I’m tired of hearing that education hasn’t changed in the last hundred years or that education is broken. If you search the phrase ‘education hasn’t changed’, you’ll see articles from reputable educational institutions and publications that assert that education is the same now as it was 50, 100, or 400 years ago. Or that the system is broken. Or they show an image of a classroom from the 1800s next to a picture of a classroom from today to show they are ‘the same’.
A few quick thoughts:
- Education has changed.
- Teachers aren’t physically disciplining students like they used to.
- Everyone is allowed to attend school now.
- Students aren’t leaving school at age 8 to go work in the mines.
- Students in some of the worst areas of the country have the ability to get exposed to some truly innovative programs that they would never have had access to before.
- While some classrooms might be set up the same, there are also welding programs, video game programming courses, entrepreneurial studies, graphic design labs, and so much more.
- Teachers are learning more about cognitive psychology and leveraging these ‘brain science’ techniques to become more effective educators.
- Teachers are analyzing data to help pinpoint weaknesses in their students learning and address them before they become permanent misconceptions.

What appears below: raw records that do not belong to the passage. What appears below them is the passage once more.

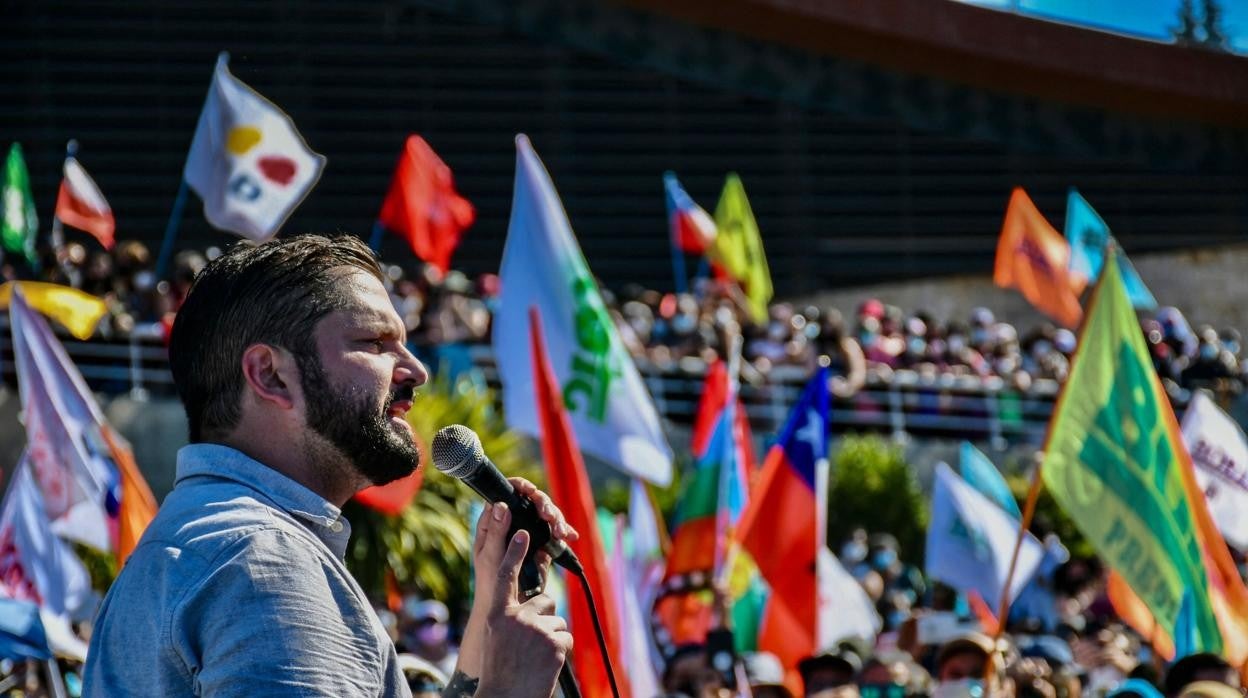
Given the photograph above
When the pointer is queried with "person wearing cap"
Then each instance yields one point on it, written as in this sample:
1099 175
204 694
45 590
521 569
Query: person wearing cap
423 678
831 673
426 633
1199 667
1209 689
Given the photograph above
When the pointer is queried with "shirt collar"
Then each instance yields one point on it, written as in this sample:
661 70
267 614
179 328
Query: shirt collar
214 460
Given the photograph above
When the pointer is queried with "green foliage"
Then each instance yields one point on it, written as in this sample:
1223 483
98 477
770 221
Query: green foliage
428 546
872 487
1050 517
100 566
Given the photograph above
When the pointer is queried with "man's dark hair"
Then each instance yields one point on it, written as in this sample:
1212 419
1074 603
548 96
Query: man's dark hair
1196 667
272 294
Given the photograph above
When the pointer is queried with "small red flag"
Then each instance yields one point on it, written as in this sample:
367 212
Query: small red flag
569 488
81 205
423 206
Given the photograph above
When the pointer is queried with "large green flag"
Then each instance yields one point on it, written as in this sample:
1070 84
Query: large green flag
20 225
1113 463
738 247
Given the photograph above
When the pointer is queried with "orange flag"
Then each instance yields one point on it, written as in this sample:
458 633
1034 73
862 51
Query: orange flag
137 503
569 488
1035 259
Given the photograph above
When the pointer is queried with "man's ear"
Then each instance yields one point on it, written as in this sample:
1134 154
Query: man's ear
270 373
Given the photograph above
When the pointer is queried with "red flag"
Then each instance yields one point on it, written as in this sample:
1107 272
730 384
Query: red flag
423 206
81 205
710 405
569 488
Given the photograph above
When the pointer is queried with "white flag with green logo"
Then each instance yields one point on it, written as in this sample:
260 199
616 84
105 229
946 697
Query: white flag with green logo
610 410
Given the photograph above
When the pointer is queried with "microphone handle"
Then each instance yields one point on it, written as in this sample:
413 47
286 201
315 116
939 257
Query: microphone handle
568 683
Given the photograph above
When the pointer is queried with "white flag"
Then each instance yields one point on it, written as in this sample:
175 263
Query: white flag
39 567
844 608
610 410
247 161
970 541
1221 456
70 460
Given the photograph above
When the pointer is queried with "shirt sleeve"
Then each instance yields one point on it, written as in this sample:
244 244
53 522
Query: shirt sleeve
273 617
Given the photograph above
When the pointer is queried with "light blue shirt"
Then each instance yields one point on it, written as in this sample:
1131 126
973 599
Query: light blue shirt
238 588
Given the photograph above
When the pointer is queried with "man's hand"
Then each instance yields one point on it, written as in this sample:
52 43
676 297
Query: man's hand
516 648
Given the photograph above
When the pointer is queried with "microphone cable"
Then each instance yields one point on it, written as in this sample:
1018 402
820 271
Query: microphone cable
579 572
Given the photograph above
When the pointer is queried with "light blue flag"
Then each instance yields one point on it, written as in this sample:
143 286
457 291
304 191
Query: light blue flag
982 475
1088 235
1184 627
970 542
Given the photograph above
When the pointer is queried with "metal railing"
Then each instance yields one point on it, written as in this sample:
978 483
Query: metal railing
901 405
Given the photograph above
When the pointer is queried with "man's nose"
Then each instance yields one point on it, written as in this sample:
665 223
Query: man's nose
409 368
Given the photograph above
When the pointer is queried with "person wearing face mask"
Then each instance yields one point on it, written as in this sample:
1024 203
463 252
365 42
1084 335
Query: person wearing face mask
960 668
427 633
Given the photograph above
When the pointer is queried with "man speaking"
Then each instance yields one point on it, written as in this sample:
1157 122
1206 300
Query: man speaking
292 367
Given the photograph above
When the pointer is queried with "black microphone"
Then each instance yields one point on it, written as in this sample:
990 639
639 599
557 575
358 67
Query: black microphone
457 452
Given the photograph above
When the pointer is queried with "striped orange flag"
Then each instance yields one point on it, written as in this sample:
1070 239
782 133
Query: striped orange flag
1035 259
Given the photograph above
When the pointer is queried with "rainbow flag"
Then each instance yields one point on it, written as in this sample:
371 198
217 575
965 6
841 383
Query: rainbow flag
708 510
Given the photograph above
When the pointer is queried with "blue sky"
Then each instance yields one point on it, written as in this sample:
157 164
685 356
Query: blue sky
1142 18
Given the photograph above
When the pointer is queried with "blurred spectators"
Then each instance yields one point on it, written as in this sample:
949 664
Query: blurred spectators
449 312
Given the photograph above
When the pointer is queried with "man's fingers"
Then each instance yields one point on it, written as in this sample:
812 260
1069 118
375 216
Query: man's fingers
482 528
546 508
542 603
509 570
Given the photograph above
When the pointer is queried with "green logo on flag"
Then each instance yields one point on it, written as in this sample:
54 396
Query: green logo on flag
1113 465
594 366
1130 453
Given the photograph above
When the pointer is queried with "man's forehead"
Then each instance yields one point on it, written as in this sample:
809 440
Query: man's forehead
365 297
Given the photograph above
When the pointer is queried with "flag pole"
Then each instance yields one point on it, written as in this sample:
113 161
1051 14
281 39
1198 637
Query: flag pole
375 241
175 220
1028 512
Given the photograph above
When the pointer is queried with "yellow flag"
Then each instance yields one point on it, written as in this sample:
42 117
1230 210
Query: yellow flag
738 247
78 311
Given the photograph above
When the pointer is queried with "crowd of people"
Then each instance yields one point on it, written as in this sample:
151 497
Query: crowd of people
932 644
665 329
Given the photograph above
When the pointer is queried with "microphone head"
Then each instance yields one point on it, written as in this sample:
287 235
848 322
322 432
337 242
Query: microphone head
457 451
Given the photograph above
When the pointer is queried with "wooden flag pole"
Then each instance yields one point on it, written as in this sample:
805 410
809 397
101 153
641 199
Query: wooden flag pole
1028 512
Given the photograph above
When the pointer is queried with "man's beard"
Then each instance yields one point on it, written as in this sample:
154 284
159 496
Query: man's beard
351 422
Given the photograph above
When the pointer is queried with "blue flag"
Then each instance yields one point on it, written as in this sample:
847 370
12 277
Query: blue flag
982 475
21 631
1184 627
1088 235
970 541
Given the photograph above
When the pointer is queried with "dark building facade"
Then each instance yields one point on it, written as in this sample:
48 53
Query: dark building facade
859 167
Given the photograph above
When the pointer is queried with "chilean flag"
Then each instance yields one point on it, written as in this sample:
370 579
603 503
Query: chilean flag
81 205
693 230
781 527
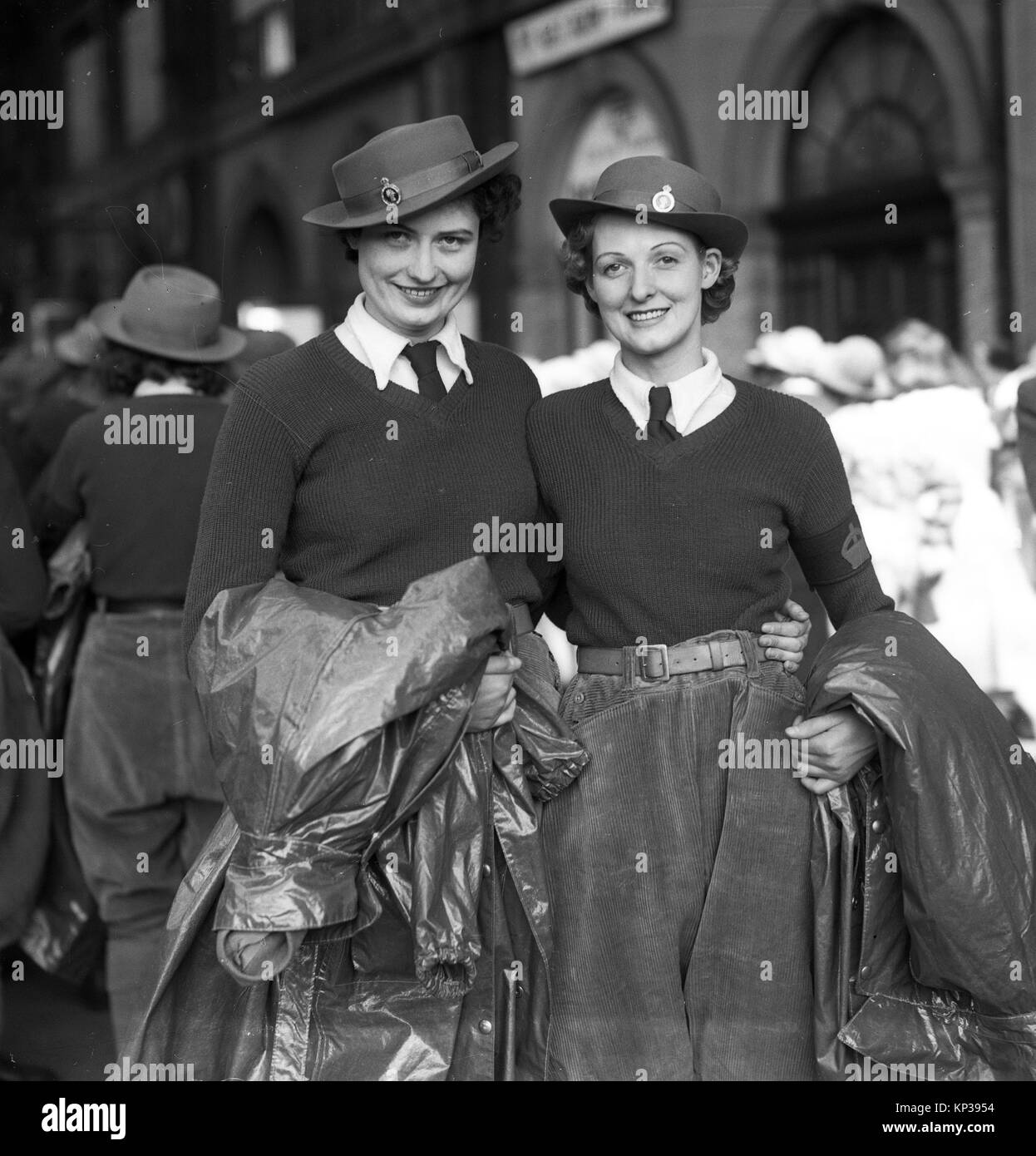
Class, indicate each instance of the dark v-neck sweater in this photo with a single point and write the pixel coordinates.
(358, 492)
(668, 542)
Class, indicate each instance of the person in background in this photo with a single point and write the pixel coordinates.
(45, 417)
(140, 782)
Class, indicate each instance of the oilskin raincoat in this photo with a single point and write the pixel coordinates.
(361, 813)
(924, 871)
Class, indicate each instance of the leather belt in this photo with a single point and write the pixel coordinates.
(658, 663)
(520, 617)
(136, 605)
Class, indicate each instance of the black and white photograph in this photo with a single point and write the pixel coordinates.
(518, 555)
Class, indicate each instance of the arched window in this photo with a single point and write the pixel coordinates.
(867, 234)
(618, 125)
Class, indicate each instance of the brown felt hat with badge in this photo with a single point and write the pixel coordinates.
(408, 169)
(666, 192)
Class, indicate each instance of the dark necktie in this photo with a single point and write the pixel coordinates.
(422, 358)
(659, 430)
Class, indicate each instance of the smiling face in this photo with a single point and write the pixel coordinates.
(648, 282)
(417, 270)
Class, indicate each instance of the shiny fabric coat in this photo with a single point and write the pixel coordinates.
(924, 871)
(361, 813)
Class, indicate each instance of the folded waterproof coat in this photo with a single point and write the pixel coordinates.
(361, 813)
(924, 871)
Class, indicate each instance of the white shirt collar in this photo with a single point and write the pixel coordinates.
(384, 347)
(688, 393)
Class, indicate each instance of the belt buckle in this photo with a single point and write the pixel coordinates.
(642, 663)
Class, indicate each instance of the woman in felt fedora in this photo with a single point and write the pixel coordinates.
(678, 865)
(139, 779)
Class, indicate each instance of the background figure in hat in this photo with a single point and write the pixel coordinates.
(361, 515)
(681, 491)
(139, 778)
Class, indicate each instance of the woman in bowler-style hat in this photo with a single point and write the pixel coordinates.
(139, 778)
(678, 859)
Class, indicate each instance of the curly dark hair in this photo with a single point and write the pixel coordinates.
(121, 369)
(577, 254)
(493, 201)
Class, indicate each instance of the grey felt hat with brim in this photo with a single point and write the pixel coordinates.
(663, 192)
(405, 171)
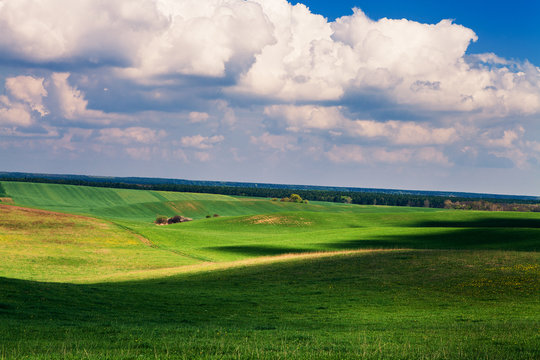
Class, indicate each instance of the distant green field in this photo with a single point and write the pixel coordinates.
(265, 280)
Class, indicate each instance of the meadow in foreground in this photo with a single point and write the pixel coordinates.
(450, 284)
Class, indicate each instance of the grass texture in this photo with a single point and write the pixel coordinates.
(265, 280)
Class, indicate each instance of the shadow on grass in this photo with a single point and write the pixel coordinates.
(258, 250)
(491, 222)
(469, 239)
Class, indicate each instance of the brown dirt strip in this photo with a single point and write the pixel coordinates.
(216, 266)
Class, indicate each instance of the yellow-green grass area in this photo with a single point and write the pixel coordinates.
(395, 304)
(263, 229)
(264, 280)
(47, 246)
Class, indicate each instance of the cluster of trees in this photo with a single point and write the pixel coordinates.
(351, 197)
(490, 206)
(293, 198)
(163, 220)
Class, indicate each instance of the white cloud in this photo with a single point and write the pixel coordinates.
(279, 142)
(379, 155)
(411, 63)
(131, 134)
(506, 141)
(201, 142)
(29, 90)
(274, 50)
(197, 117)
(14, 114)
(299, 118)
(202, 156)
(85, 31)
(309, 117)
(72, 104)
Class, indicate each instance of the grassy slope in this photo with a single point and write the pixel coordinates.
(399, 305)
(279, 229)
(41, 245)
(436, 304)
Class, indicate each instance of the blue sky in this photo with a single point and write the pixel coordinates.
(411, 95)
(508, 28)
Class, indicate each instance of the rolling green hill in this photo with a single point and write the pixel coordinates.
(266, 279)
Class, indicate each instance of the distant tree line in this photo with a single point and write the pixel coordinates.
(490, 206)
(360, 198)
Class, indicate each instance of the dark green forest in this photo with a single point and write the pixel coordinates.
(352, 197)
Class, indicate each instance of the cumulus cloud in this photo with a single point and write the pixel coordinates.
(201, 142)
(14, 114)
(309, 117)
(378, 155)
(131, 134)
(197, 117)
(87, 31)
(24, 95)
(291, 54)
(278, 142)
(72, 104)
(411, 63)
(29, 90)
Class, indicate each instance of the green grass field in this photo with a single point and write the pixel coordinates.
(265, 280)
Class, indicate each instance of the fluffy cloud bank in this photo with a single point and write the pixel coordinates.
(174, 79)
(290, 54)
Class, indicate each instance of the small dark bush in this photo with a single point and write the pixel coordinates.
(175, 219)
(160, 220)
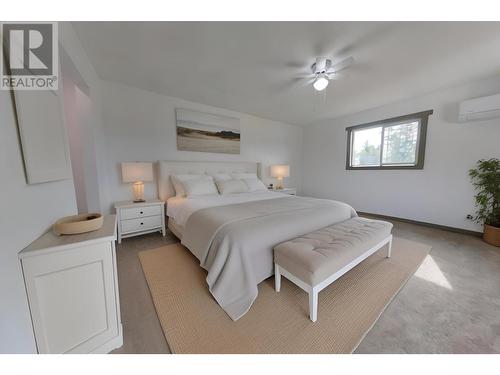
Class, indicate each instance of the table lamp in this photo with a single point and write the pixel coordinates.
(138, 173)
(279, 172)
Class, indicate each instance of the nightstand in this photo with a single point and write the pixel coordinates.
(135, 219)
(289, 191)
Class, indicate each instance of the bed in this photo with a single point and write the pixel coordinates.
(233, 236)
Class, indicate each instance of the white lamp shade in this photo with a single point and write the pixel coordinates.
(134, 172)
(280, 171)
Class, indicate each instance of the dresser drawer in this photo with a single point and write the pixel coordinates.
(134, 213)
(143, 223)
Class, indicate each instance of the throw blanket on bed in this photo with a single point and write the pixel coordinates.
(235, 243)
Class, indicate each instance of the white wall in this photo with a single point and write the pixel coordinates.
(140, 126)
(27, 211)
(441, 193)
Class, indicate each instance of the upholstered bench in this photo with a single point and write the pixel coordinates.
(317, 259)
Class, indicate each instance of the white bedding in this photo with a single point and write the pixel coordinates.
(180, 208)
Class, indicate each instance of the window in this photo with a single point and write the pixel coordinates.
(395, 143)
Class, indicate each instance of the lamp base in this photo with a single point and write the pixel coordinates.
(279, 183)
(138, 192)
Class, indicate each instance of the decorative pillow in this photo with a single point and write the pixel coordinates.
(242, 176)
(178, 179)
(231, 187)
(221, 176)
(200, 186)
(254, 184)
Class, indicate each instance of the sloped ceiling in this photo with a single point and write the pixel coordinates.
(251, 67)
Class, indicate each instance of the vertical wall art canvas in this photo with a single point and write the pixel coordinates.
(205, 132)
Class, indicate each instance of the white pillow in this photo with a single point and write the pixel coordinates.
(242, 176)
(221, 176)
(200, 186)
(231, 187)
(254, 184)
(178, 179)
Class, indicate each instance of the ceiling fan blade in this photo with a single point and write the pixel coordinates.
(341, 65)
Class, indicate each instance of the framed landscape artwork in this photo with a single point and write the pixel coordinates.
(205, 132)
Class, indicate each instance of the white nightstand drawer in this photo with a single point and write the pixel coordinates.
(143, 223)
(133, 212)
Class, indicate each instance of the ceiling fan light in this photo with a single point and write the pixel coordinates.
(320, 83)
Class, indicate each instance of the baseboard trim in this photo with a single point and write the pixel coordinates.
(425, 224)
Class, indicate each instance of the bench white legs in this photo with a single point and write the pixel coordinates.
(314, 290)
(313, 304)
(277, 278)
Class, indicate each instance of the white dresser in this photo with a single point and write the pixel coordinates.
(72, 288)
(135, 219)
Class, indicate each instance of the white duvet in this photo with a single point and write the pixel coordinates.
(180, 208)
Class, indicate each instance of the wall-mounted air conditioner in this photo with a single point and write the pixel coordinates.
(479, 108)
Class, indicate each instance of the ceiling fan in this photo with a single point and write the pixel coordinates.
(323, 71)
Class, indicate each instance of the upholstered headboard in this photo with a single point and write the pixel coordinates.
(167, 168)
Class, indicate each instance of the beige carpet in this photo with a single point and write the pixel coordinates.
(193, 322)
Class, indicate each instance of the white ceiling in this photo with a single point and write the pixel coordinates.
(251, 67)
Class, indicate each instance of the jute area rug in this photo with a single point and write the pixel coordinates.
(193, 322)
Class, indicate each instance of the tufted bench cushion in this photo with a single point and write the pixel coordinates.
(316, 256)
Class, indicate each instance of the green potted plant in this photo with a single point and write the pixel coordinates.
(486, 180)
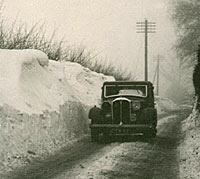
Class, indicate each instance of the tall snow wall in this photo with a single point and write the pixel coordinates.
(43, 104)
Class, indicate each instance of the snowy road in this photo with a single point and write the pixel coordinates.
(133, 158)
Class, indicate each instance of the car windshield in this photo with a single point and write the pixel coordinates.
(130, 90)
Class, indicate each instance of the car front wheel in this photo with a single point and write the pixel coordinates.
(94, 135)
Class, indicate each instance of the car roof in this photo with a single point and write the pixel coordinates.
(127, 83)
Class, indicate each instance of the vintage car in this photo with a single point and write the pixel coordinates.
(127, 108)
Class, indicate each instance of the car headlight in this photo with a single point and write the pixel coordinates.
(108, 115)
(106, 106)
(136, 106)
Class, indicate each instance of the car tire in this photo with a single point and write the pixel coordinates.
(94, 135)
(150, 134)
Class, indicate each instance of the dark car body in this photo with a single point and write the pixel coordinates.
(127, 108)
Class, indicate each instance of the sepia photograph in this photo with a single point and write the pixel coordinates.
(99, 89)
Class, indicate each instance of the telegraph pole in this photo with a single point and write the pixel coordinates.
(157, 73)
(146, 27)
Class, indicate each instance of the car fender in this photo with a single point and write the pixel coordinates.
(95, 114)
(149, 115)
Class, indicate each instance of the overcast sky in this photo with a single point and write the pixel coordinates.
(106, 26)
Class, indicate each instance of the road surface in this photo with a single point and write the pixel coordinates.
(133, 158)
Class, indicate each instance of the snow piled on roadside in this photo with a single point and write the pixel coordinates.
(190, 147)
(43, 105)
(165, 105)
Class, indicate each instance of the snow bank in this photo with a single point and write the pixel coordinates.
(190, 147)
(165, 105)
(43, 104)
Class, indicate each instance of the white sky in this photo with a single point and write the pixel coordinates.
(106, 26)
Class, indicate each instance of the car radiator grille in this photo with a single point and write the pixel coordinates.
(121, 112)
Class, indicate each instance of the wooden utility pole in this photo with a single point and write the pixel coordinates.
(157, 73)
(146, 27)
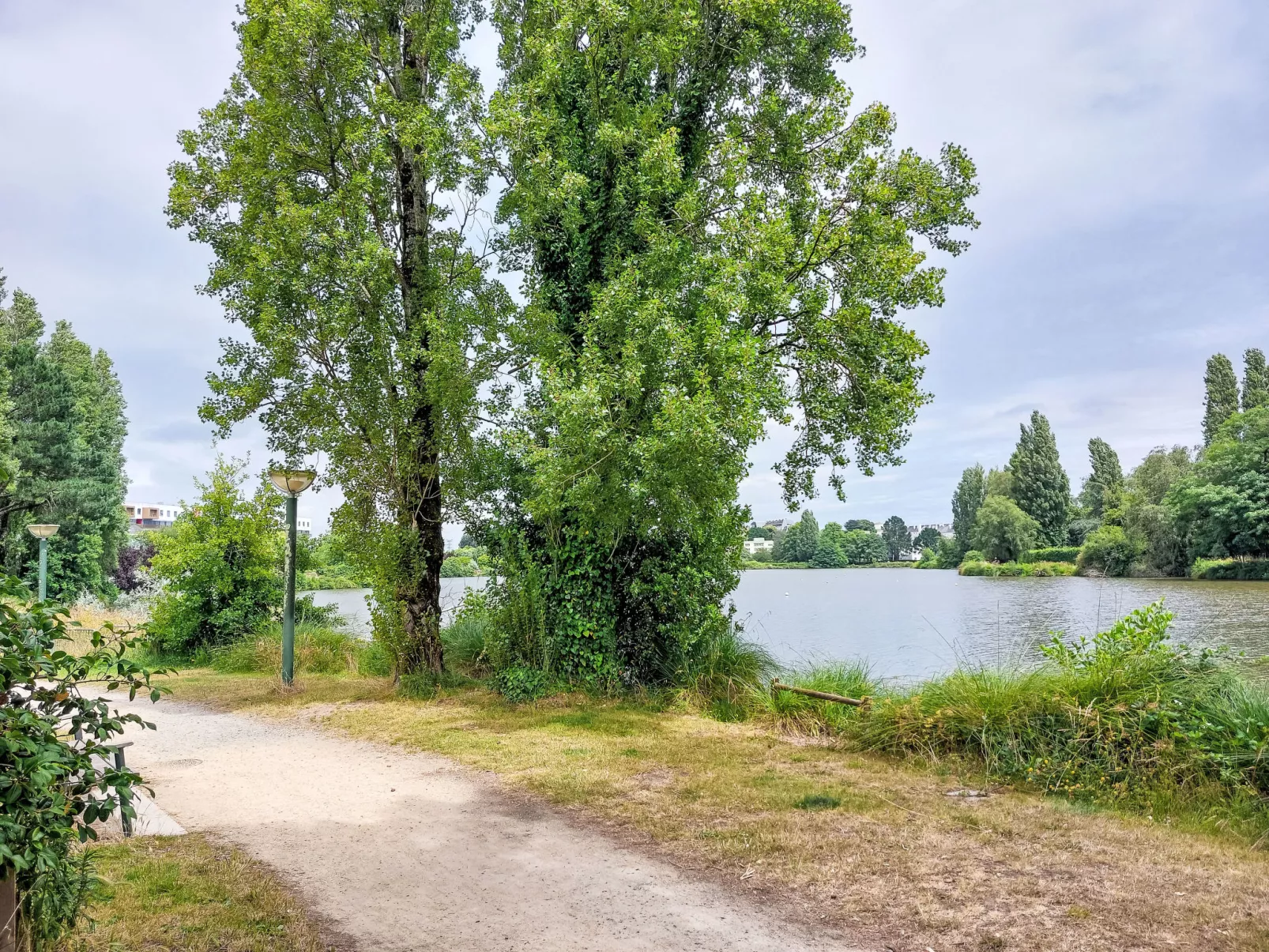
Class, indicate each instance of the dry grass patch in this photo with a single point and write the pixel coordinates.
(184, 894)
(265, 692)
(857, 842)
(863, 843)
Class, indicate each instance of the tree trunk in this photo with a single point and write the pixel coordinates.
(9, 912)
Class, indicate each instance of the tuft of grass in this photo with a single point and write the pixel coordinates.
(318, 650)
(188, 894)
(808, 716)
(818, 801)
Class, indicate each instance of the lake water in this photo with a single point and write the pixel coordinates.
(910, 623)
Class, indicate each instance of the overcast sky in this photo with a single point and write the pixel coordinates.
(1122, 156)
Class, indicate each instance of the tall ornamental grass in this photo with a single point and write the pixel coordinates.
(1124, 716)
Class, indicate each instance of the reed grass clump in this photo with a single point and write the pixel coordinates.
(1124, 717)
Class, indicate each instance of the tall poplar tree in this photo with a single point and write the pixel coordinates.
(1041, 487)
(1222, 395)
(1256, 380)
(1105, 487)
(337, 184)
(711, 242)
(966, 499)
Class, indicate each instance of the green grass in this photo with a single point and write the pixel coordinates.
(190, 895)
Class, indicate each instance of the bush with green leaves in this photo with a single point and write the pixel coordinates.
(56, 754)
(1127, 716)
(1111, 550)
(221, 564)
(1001, 531)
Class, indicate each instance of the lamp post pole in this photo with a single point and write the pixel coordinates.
(291, 484)
(42, 531)
(288, 604)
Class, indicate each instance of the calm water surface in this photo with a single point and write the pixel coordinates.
(911, 623)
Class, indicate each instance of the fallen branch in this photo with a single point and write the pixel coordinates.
(820, 694)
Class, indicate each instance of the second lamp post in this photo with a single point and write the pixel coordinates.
(291, 484)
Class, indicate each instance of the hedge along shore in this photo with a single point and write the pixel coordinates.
(864, 843)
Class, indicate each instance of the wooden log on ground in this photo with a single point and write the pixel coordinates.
(820, 694)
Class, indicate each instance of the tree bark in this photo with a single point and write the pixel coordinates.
(420, 588)
(9, 912)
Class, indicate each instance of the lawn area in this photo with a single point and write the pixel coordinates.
(860, 842)
(190, 895)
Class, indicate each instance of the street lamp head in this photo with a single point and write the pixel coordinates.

- Teachers are leveraging exciting new technologies to help differentiate instruction to vast numbers of students.
- The list could go on, but I’ll stop here because I think you understand.
- Showing that a room looks similar to a room from 100 years ago doesn’t mean that the field hasn’t changed.
- Show a stadium or coliseum from 100 or 1000 years ago that shows seats in an oval around a central point of interest, this isn’t evidence that ‘sports and entertainment haven’t changed’.
- Showing that an operating room was a table in the middle of a room 100 years ago and still is that way today doesn’t prove that ‘medicine hasn’t changed’.
Is education broken? Of course not.
Are there ways we can improve education? Of course. And we will.